スポーツの故障予防には入念なウォームアップやケアが欠かせない。アップにより、筋肉が伸縮を繰り返すことで血流が促され、筋温が上昇する。筋温が低いまま、急に動かすと肉離れなどのトラブルが起きやすくなる。

「筋肉はもちろん、スポーツをする上では関節の故障も少なくありません。関節が動きやすい状態をいかにつくるのか。その点でバイオラバーの良さを知っているアスリートが増えてきています」

 山本化学工業の山本富造社長は、スポーツ界への働きかけについて、こう語る。バイオラバーはこれまで紹介してきたように、電力や加熱を必要とせず、赤外線の力で体を内部から温める。膝や足首、手首にサポーターとして巻けば、関節周りの体温が上がり、故障予防につながるというわけだ。

 アップだけでなくケアに関してもバイオラバーは有効だ。
「激しい運動で炎症を起こしている部分にバイオラバーを装着することで血流を促します。万が一、故障をした場合も、固定したままの状態が続くと血流が滞ってしまう。バイオラバーを周辺に巻くと血流も良くなり、回復を早める方向に持っていけます」

 山本科学工業のバイオラバーや、ウェットスーツなどのラバー素材はやわらかく、体の動きを妨げないのが大きな特徴だ。

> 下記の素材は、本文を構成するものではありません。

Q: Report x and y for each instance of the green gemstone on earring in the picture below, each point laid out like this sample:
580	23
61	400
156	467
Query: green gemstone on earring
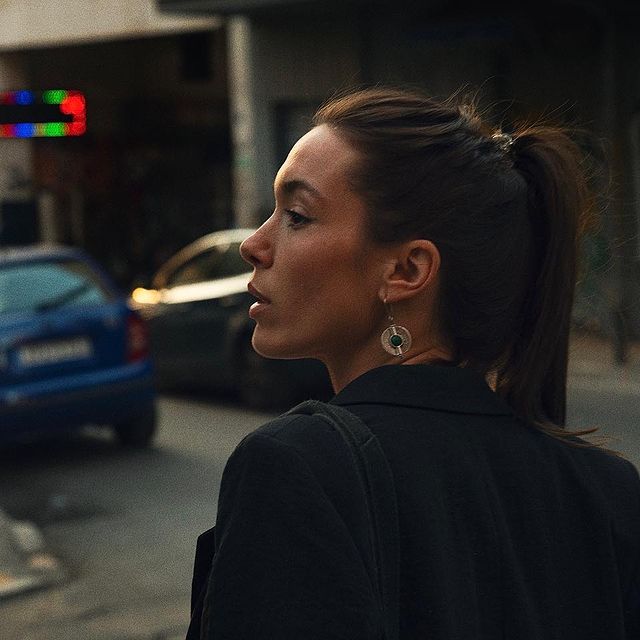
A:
396	340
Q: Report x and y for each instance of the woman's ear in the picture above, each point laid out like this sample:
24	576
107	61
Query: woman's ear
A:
413	270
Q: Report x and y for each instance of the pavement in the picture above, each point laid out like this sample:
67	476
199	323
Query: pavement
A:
25	563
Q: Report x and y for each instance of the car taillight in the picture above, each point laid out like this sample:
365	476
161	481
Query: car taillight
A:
137	339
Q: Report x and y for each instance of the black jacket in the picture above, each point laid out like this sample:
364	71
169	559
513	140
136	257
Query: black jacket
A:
505	533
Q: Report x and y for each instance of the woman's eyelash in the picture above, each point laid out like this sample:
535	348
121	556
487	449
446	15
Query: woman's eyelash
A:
295	218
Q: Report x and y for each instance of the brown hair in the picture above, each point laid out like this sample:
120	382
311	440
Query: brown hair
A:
505	213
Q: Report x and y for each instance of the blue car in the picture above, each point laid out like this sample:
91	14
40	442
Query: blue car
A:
72	352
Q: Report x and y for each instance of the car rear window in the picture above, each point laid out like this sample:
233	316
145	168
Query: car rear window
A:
44	286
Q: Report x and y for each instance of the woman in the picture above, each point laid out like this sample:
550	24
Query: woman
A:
419	254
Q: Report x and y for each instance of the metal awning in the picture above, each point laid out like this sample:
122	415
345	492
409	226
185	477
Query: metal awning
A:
226	6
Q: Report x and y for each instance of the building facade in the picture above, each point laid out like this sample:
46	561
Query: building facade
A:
574	63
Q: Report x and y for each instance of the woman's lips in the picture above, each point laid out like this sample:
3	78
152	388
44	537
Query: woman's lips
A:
261	303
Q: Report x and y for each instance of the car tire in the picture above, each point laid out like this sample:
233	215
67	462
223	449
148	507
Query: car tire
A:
137	432
265	385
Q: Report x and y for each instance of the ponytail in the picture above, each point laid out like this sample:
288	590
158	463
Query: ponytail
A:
505	213
533	378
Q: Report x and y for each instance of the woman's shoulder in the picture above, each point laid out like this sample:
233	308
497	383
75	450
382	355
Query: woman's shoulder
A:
305	436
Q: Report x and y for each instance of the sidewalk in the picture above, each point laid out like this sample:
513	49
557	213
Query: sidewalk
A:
24	562
592	364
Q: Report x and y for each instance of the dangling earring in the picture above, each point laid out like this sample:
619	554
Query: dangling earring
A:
395	339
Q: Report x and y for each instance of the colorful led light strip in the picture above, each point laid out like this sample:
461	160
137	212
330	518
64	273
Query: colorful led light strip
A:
71	104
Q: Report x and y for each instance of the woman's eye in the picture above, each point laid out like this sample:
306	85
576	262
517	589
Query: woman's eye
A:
295	219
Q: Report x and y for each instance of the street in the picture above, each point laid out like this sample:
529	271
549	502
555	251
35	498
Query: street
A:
124	523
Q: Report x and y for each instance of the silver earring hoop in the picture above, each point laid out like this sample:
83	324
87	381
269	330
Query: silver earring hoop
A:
395	339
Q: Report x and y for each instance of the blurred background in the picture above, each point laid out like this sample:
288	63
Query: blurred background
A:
182	112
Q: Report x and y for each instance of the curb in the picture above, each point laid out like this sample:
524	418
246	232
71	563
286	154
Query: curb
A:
24	563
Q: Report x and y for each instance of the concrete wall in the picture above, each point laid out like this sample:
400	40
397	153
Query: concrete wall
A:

「包み込まれているような安心感がある」と、深海に潜るフリーダイバーや、海を職場とする海女に同社のラバー素材は愛用されている。

 今回、このラバー素材の秘密を解き明かす、おもしろい実験結果が出た。京都工業繊維大の繊維科学センターの浦川宏センター長による3次元測定によって、他の繊維素材とは異なる特徴が表れたというのだ。

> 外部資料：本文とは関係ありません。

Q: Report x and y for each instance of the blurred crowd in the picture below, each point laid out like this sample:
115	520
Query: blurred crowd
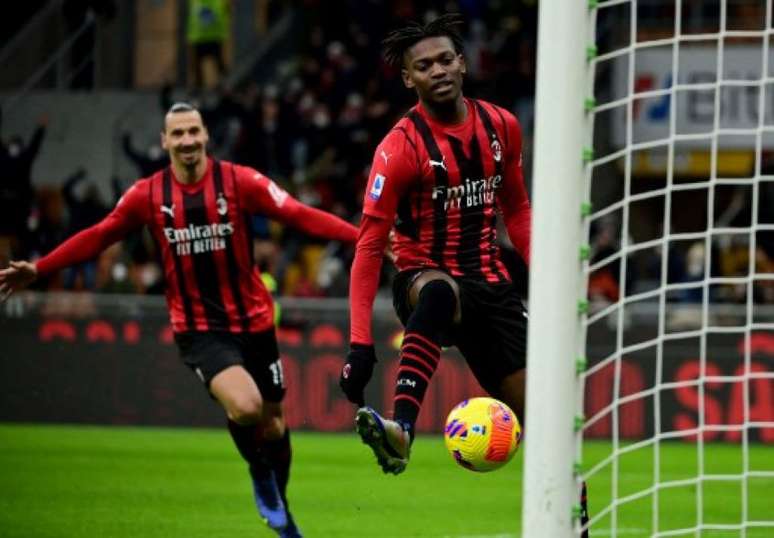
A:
312	128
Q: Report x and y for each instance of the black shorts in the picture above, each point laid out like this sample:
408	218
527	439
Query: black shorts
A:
209	353
492	333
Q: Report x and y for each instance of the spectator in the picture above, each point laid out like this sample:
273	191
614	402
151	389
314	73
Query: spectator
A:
208	28
16	193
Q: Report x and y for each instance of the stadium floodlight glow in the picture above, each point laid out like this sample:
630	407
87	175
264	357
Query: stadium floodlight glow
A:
646	125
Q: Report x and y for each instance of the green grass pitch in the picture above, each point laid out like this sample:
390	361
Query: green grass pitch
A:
76	481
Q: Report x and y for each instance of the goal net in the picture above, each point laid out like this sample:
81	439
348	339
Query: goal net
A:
656	239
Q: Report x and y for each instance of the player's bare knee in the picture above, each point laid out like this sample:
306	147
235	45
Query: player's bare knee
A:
274	428
441	292
439	297
246	410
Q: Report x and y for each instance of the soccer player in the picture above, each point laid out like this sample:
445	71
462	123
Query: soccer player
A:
437	181
221	312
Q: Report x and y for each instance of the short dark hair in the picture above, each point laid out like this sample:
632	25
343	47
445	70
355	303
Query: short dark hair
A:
398	41
181	106
177	108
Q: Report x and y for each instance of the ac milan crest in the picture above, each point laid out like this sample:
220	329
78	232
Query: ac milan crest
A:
497	150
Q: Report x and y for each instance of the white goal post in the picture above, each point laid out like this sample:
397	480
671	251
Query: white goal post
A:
661	136
560	135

「通常の繊維素材は縦と横の二軸で構成されていますから、縦、横、高さの3次元で同時に引っ張ると、逆S字カーブを描くそうです。ところが我々のラバー素材で実験したところ、J字型のカーブを描く結果が出たんです」

 山本社長が浦川センター長から聞いた話によると、「人間の皮膚も同様のJ字型カーブを描く」とのこと。
「つまり、この実験結果が正しければ、我々のラバー素材は人間の皮膚の動きに近いということが科学的に証明できるのではないかと考えています。着用する人にとって動きやすく、違和感のないものを追求してきた方向性が間違っていなかったことになります」

 山本化学工業では高機能ラバー素材を「第2の筋肉」と位置づけ、利用者のパフォーマンスを引き出し、向上させるツールとして開発、改良を進めてきた。
「体と同化して拒否反応がないからこそ、“安心感がある”という実感につながるのでしょうね。“安心感”の秘密が理解できた気がします」

 山本社長は自社のラバー素材に自信を深めている。科学的な裏付けをもとに、より体と一体化し、動きをサポートする素材づくりへ、すなわち「第2の筋肉」を進化させていく計画を加速させるつもりだ。